L’impegno assunto lo scorso anno con- l’elaborazione e la pubblicazione del Bilancio sociale dell’Ordine, trova continuità nella nuova edizione relativa a quanto avvenuto, fatto e programmato nel 2017. Obiettivo di un Bilancio sociale è rendicontare le attività svolte e verificare lo stato dell’arte della nostra professione e dei suoi risvolti sia sul piano normativo, culturale, pratico, ma al contempo svolgere una autocritica costruttiva finalizzata all’elaborazione di nuovi obiettivi, al miglioramento degli strumenti d’azione e alla ricezione delle trasformazioni intervenute e alla loro interpretazione.

Il Bilancio si arricchisce di un sondaggio sull’immagine sociale dell’architetto   - tema introdotto nello scorso numero e qui articolato a partire dall’analisi dei dati commissionata dal CNAPPC - che introduce premesse, contenuti e obiettivi dell’ottavo Congresso nazionale degli Architetti tenutosi a Roma tra il 5 e il 7 luglio scorsi.

Questi contributi permettono di articolare una più strutturata riflessione sulla figura dell’architetto, sulle potenzialità intrinseche all’impegno professionale, sulle prospettive del lavoro all’interno di scenari ampi, inclusivi e lungimiranti, che consentono di individuare azioni future solide e pragmatiche.

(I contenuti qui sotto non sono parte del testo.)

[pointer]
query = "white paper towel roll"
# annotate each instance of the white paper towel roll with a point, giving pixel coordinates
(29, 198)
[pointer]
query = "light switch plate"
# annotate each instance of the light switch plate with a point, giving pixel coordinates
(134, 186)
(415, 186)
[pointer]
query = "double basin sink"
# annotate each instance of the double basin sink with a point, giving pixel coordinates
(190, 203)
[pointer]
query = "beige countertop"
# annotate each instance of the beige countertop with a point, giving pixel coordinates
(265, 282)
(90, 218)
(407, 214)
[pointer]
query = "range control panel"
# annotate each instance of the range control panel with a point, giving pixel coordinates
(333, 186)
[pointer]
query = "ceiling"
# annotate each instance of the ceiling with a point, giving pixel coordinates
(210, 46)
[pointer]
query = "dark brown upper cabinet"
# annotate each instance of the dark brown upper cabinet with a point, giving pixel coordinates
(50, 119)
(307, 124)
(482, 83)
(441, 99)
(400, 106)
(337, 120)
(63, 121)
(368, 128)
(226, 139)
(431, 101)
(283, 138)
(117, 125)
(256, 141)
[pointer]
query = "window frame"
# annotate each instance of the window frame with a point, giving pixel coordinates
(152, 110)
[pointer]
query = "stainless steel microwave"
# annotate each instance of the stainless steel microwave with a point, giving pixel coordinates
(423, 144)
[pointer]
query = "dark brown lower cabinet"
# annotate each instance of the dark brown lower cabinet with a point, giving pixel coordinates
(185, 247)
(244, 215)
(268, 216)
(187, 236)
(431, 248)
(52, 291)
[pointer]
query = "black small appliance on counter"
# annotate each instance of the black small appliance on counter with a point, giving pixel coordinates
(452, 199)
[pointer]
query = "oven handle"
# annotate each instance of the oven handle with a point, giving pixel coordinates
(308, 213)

Per ragioni interne e per fattori esterni, il quadro dello stato della professione che esce dall’analisi statistica ad esso dedicato - come già evidenziato nello scorso Bilancio sociale - non è certo positivo. Ad oggi il settore è ancora in affanno con la conseguente perdita di molte imprese edili e di molti studi professionali strutturati, con relativa dispersione degli addetti e delle rispettive abilità. Tutto questo entro uno scenario di conferimento degli incarichi ove il ricorso al metodo del massimo ribasso appare ormai generalizzato, facendo sì che il perseguimento della mera convenienza economica porti, per necessità, alla compressione della qualità in maniera direttamente proporzionale allo scarso compenso accettato. Finalmente, in alcuni contesti, la strada individuata per raggiungere risultati qualitativamente migliori per la nostra società, il nostro territorio e le nostre città, è non più “spendere meno” ma “spendere meglio”. Forse siamo noi architetti i primi, a dover perseguire tale modo di procedere, lavorando in questo senso con gli altri colleghi progettisti, presso i committenti pubblici e privati.

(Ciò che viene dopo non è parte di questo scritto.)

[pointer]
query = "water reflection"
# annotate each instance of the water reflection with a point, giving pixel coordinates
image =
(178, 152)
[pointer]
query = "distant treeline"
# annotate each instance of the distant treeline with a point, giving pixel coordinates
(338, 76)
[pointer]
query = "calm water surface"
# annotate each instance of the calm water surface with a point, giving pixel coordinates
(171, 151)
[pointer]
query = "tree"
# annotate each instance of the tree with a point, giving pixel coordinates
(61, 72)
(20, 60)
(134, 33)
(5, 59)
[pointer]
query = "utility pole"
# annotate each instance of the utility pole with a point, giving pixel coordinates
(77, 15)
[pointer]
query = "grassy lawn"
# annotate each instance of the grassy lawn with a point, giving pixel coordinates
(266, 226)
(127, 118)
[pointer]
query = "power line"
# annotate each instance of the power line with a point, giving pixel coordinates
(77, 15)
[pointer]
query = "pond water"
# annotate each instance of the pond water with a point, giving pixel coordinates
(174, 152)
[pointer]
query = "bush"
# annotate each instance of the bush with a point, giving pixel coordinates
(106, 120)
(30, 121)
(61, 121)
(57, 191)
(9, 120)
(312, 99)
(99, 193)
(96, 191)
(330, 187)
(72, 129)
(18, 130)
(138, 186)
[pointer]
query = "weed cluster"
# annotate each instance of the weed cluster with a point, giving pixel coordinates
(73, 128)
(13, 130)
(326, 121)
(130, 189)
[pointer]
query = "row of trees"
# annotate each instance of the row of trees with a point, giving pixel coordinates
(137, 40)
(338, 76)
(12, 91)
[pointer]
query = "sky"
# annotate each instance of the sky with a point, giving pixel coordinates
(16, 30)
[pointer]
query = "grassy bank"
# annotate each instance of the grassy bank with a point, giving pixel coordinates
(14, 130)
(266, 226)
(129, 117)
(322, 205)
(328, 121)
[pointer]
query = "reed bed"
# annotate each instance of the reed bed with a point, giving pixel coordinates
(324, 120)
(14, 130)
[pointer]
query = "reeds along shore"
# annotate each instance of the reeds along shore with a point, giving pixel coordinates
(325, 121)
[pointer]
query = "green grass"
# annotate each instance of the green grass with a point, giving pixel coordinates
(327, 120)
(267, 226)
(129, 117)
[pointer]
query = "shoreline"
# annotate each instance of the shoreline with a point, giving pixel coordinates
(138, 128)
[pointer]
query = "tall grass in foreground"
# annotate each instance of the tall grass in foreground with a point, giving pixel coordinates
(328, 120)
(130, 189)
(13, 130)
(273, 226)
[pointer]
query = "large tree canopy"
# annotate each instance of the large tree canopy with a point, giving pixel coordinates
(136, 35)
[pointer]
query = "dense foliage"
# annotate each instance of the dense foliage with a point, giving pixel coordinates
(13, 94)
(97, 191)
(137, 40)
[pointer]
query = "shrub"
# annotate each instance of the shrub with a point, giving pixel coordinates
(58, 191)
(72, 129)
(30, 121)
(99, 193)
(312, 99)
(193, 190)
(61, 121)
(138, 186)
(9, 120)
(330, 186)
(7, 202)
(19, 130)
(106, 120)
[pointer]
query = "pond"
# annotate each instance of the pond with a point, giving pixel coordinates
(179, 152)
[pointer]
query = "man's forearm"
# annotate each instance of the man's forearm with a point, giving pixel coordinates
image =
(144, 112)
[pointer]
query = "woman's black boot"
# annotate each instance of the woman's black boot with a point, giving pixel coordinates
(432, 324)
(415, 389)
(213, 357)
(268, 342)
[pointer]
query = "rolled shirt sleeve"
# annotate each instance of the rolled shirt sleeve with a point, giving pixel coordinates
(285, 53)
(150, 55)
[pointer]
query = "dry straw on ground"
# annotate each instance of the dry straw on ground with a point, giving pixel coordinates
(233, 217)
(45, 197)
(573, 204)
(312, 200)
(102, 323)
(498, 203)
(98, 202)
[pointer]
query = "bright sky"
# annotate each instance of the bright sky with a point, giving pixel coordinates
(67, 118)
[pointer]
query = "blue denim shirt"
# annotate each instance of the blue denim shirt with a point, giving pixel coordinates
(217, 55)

I dati di Inarcassa parlano chiaro: su una popolazione di circa 60 milioni di abitanti, l’Italia può contare su un’offerta professionale frammentata tra 165.000 ingegneri e architetti, a cui si sommano 105.000 geometri, con un rapporto abitante/progettista pari circa a 1/200 anomalo persino per paesi europei a noi simili per tradizione come la Francia (rapporto pari a 1/3.500).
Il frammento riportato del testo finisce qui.